Trump campaigned on a promise to dramatically improve school choice – charter schools and private school voucher programs – and his Education Secretary Betsy DeVos has made it a priority. But so far the message does not appear to have hit home with the public.
About 39 percent of respondents favor opening more charters – schools that are funded by public money, but usually operated independently of school districts – according to the survey by Education Next, a journal published by Harvard’s Kennedy School and Stanford University. That’s down from 51 percent last year.
Supporters of charter schools had feared that Trump’s polarizing rhetoric could hurt the school-choice movement.
But the authors of the report say the decline in support for charters can’t be linked directly to Trump. They say support for charters slipped almost equally across party lines: by 11 percent among Democrats and by 13 percent among Republicans.
They also emphasize that private school vouchers and voucher-type programs, championed by Trump, have seen stable support and declining opposition. Finally, when respondents were told that Trump was advocating for charter schools, overall support increased by 6 percentage points.
“We can’t say definitively what is responsible for the decline,” said Martin West, associate professor of education at Harvard University and a co-author of the report. West speculated that the drop may have been caused by continued opposition from teachers unions and many Democrats plus debates over charters’ effectiveness.

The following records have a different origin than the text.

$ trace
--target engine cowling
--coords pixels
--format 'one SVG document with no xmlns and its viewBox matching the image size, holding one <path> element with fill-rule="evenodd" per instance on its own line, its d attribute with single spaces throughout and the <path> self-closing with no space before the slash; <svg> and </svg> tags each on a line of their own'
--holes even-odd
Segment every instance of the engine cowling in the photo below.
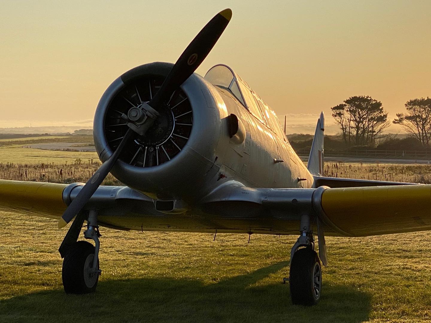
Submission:
<svg viewBox="0 0 431 323">
<path fill-rule="evenodd" d="M 123 114 L 149 101 L 173 64 L 155 62 L 126 72 L 103 93 L 93 134 L 101 161 L 112 154 L 128 127 Z M 212 85 L 192 75 L 158 112 L 144 136 L 137 134 L 122 152 L 111 173 L 127 186 L 159 199 L 190 201 L 207 192 L 218 174 L 223 145 L 229 140 L 225 106 Z M 124 116 L 123 116 L 124 117 Z M 227 145 L 226 145 L 227 146 Z"/>
</svg>

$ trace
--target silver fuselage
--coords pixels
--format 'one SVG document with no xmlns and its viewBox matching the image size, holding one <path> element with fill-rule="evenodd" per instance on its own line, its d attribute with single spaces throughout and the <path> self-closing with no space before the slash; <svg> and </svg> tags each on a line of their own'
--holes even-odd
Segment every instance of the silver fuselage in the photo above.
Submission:
<svg viewBox="0 0 431 323">
<path fill-rule="evenodd" d="M 159 63 L 153 64 L 156 68 Z M 112 153 L 103 133 L 103 107 L 123 85 L 121 78 L 114 81 L 101 99 L 95 116 L 95 144 L 102 162 Z M 287 140 L 259 121 L 228 90 L 197 74 L 181 88 L 193 111 L 193 127 L 181 151 L 169 162 L 151 167 L 119 161 L 111 171 L 122 183 L 152 199 L 155 205 L 157 200 L 173 200 L 180 206 L 172 212 L 160 212 L 155 207 L 148 214 L 102 213 L 100 222 L 135 230 L 297 232 L 297 215 L 287 212 L 284 218 L 279 214 L 275 221 L 264 211 L 250 214 L 234 208 L 228 212 L 222 207 L 218 211 L 206 207 L 212 202 L 228 201 L 229 191 L 236 187 L 310 188 L 313 177 Z M 240 143 L 228 134 L 227 117 L 231 114 L 237 117 L 245 129 L 245 140 Z M 275 159 L 284 161 L 275 163 Z"/>
</svg>

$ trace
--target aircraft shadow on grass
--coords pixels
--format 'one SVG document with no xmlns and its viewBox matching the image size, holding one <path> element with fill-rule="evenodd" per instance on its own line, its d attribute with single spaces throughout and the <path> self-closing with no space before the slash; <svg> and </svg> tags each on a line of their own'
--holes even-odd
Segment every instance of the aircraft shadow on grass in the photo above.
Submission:
<svg viewBox="0 0 431 323">
<path fill-rule="evenodd" d="M 142 278 L 101 281 L 93 294 L 62 290 L 0 301 L 1 322 L 352 322 L 368 320 L 370 296 L 323 284 L 319 304 L 290 302 L 288 285 L 254 286 L 287 266 L 282 261 L 209 285 L 199 280 Z"/>
</svg>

“These developments may have led to a souring of the charter brand,” West said.
Meanwhile, opposition to publicly funded vouchers that help parents pay private school tuition dropped from 44 percent last year to 37 percent; 45 percent of respondents currently favor the idea. When it comes to tax credit-funded scholarships, resistance fell from 29 percent to 24 percent, while support was at 54 percent now.
Proponents of charter schools are not discouraged. Nina Rees, president of the National Alliance for Public Charter Schools, says the drop in popularity was due to “expensive, sustained, and coordinated campaigns to discredit charter schools, led by teachers’ unions and special interests that feel threatened by families having a choice in public school.”

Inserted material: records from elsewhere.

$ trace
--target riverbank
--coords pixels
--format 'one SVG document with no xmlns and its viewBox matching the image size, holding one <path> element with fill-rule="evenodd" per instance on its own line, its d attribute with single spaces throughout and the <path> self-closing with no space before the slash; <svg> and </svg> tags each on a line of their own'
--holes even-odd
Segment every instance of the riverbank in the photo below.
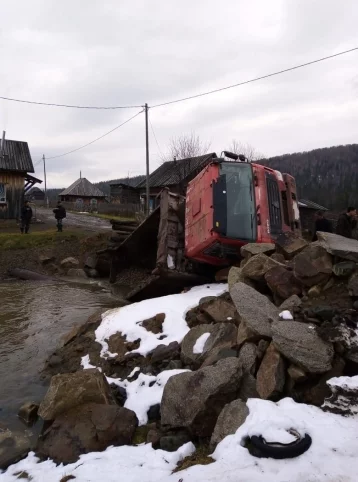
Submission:
<svg viewBox="0 0 358 482">
<path fill-rule="evenodd" d="M 62 274 L 60 262 L 68 257 L 83 268 L 86 258 L 107 245 L 110 232 L 88 233 L 71 229 L 35 231 L 29 235 L 0 233 L 0 280 L 8 279 L 8 270 L 28 269 L 42 274 Z"/>
</svg>

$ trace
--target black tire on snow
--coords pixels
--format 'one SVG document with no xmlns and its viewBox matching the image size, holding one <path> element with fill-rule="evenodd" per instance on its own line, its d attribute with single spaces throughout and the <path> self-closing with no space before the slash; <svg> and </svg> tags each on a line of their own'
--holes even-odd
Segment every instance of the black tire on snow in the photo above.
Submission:
<svg viewBox="0 0 358 482">
<path fill-rule="evenodd" d="M 292 459 L 304 454 L 312 444 L 311 437 L 306 433 L 303 438 L 295 440 L 290 444 L 271 445 L 260 436 L 253 435 L 248 439 L 248 450 L 254 457 L 272 459 Z"/>
</svg>

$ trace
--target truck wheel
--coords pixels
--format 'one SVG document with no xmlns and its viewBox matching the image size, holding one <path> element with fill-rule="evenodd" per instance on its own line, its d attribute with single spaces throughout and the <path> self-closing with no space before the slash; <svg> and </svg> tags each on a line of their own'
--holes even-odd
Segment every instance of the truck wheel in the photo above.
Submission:
<svg viewBox="0 0 358 482">
<path fill-rule="evenodd" d="M 312 439 L 307 433 L 304 437 L 301 437 L 296 431 L 290 431 L 290 433 L 296 436 L 296 440 L 289 444 L 266 442 L 261 435 L 254 435 L 247 440 L 247 448 L 254 457 L 272 459 L 292 459 L 298 457 L 310 448 Z"/>
</svg>

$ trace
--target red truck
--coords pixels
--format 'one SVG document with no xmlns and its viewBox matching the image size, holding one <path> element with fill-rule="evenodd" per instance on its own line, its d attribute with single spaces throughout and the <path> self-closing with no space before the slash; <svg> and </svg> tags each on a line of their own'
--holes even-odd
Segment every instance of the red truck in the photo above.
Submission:
<svg viewBox="0 0 358 482">
<path fill-rule="evenodd" d="M 224 151 L 189 182 L 186 196 L 158 196 L 151 215 L 116 247 L 110 281 L 131 301 L 208 282 L 247 243 L 300 232 L 295 180 Z"/>
</svg>

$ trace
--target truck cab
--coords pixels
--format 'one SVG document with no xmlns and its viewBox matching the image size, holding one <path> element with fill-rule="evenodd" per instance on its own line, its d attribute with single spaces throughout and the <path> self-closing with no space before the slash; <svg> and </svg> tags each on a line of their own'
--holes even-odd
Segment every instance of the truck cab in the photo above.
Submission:
<svg viewBox="0 0 358 482">
<path fill-rule="evenodd" d="M 193 261 L 229 265 L 246 243 L 300 230 L 294 178 L 238 157 L 216 159 L 188 185 L 185 256 Z"/>
</svg>

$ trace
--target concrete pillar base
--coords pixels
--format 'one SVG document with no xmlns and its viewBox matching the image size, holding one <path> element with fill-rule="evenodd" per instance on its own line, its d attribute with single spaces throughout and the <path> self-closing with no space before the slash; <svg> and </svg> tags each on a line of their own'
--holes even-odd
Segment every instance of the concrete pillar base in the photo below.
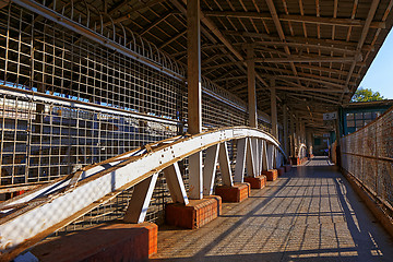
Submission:
<svg viewBox="0 0 393 262">
<path fill-rule="evenodd" d="M 236 183 L 233 187 L 218 186 L 215 194 L 222 196 L 224 202 L 241 202 L 250 195 L 250 183 Z"/>
<path fill-rule="evenodd" d="M 267 181 L 274 181 L 278 178 L 277 169 L 270 169 L 267 171 L 263 171 L 262 174 L 266 176 Z"/>
<path fill-rule="evenodd" d="M 266 176 L 245 177 L 245 182 L 250 183 L 252 189 L 263 189 L 266 186 Z"/>
<path fill-rule="evenodd" d="M 202 200 L 190 200 L 188 205 L 169 203 L 165 206 L 167 225 L 195 229 L 217 218 L 222 213 L 222 198 L 209 195 Z"/>
<path fill-rule="evenodd" d="M 38 243 L 32 253 L 40 262 L 144 261 L 157 252 L 157 231 L 153 223 L 106 223 Z"/>
</svg>

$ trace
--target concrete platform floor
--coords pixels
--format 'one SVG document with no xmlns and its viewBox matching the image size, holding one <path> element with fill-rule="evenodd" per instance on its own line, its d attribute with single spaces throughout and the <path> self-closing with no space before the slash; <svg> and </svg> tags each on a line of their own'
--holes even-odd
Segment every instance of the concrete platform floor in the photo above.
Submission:
<svg viewBox="0 0 393 262">
<path fill-rule="evenodd" d="M 315 157 L 198 230 L 162 227 L 151 261 L 393 261 L 393 240 Z"/>
</svg>

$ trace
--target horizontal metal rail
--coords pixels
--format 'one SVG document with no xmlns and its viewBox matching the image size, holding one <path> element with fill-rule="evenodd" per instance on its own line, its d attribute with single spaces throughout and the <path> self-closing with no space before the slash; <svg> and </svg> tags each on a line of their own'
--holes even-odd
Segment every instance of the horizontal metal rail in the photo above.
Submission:
<svg viewBox="0 0 393 262">
<path fill-rule="evenodd" d="M 156 178 L 160 170 L 165 171 L 166 168 L 175 166 L 172 172 L 176 175 L 178 172 L 177 162 L 184 157 L 227 141 L 243 139 L 246 142 L 250 140 L 249 147 L 253 147 L 254 155 L 251 155 L 251 158 L 260 159 L 255 166 L 262 166 L 262 157 L 257 157 L 258 152 L 261 152 L 262 148 L 258 147 L 258 144 L 263 145 L 264 143 L 264 148 L 267 147 L 267 152 L 274 157 L 277 157 L 278 151 L 284 155 L 277 140 L 264 131 L 247 127 L 224 128 L 147 144 L 105 162 L 83 167 L 68 177 L 3 202 L 0 204 L 2 212 L 0 260 L 7 261 L 14 258 L 46 236 L 114 199 L 123 190 Z M 258 143 L 258 140 L 263 143 Z M 262 150 L 262 152 L 266 152 L 266 150 Z M 266 153 L 264 154 L 266 155 Z M 271 163 L 275 160 L 273 157 L 271 159 L 273 159 L 270 160 Z M 275 166 L 275 164 L 271 166 Z M 243 168 L 245 166 L 242 166 Z M 229 176 L 231 176 L 230 172 Z M 179 189 L 182 191 L 181 198 L 181 194 L 184 194 L 183 184 L 182 181 L 178 182 L 180 183 Z M 182 198 L 187 199 L 184 195 Z"/>
</svg>

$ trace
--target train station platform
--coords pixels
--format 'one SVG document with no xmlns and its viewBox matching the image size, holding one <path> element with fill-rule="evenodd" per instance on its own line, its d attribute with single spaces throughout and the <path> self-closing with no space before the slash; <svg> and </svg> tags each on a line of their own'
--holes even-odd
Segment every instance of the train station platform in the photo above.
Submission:
<svg viewBox="0 0 393 262">
<path fill-rule="evenodd" d="M 393 240 L 325 157 L 198 230 L 162 227 L 151 261 L 392 261 Z"/>
</svg>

Rees said that more than 300 public charter schools opened last year, with a total over 6,900 charter schools serving over 3 million students across the country.
“The opinions about charter schools that matter most are the opinions of parents and students who have chosen charter schools,” Rees said.
To others, the Trump effect is more apparent. On the campaign trail, Trump spoke of funding a $20 billion school choice program and has proposed major cuts to long-standing K-12 programs, such as teacher preparation and after-school classes, while requesting more funding for charters and vouchers. DeVos has faced criticism from the left for promoting solely school choice and paying little attention to public schools.
Robin Lake, director of the Center on Reinventing Public Education, a nonpartisan research and policy organization, said the Trump administration’s rhetoric has only deepened partisan tensions around charter schools.
“I would be shocked if it were unaffected,” Lake said. “I am just hearing a lot from folks on the ground that schools have a lot of conversations with parents that they didn’t use to have about why charter schools are public and why they are not a partisan issue.
“I am not sure it’s not the only reason, but I am pretty sure it’s a contributing factor.”
Rick Hess, director of education policy at the conservative American Enterprise Institute, said Trump and DeVos may have turned school choice into a much more federal and divisive issue than it needed to be by talking about it in black-and-white terms and by being too critical of public schools.
“Sometimes the way these things get talked about, you can wind up alienating people who might be with you,” Hess said.
An April poll conducted by the Associated Press-NORC Center for Public Affairs Research, found greater levels of support for charter schools. Forty-seven percent said they favor opening more public charter schools, 23 percent were opposed, and 30 percent felt neutral about it. Meanwhile, 43 percent of respondents supported giving low-income families tuition vouchers for private schools, 35 percent were opposed and 21 percent didn’t have a strong opinion either way. The poll had a sample size of 1,036 and the margin of error was plus or minus 4.0 percentage points.
The Education Next survey was based on interviews with 4,214 adults across the country. The margin of error was 1.5 percentage points.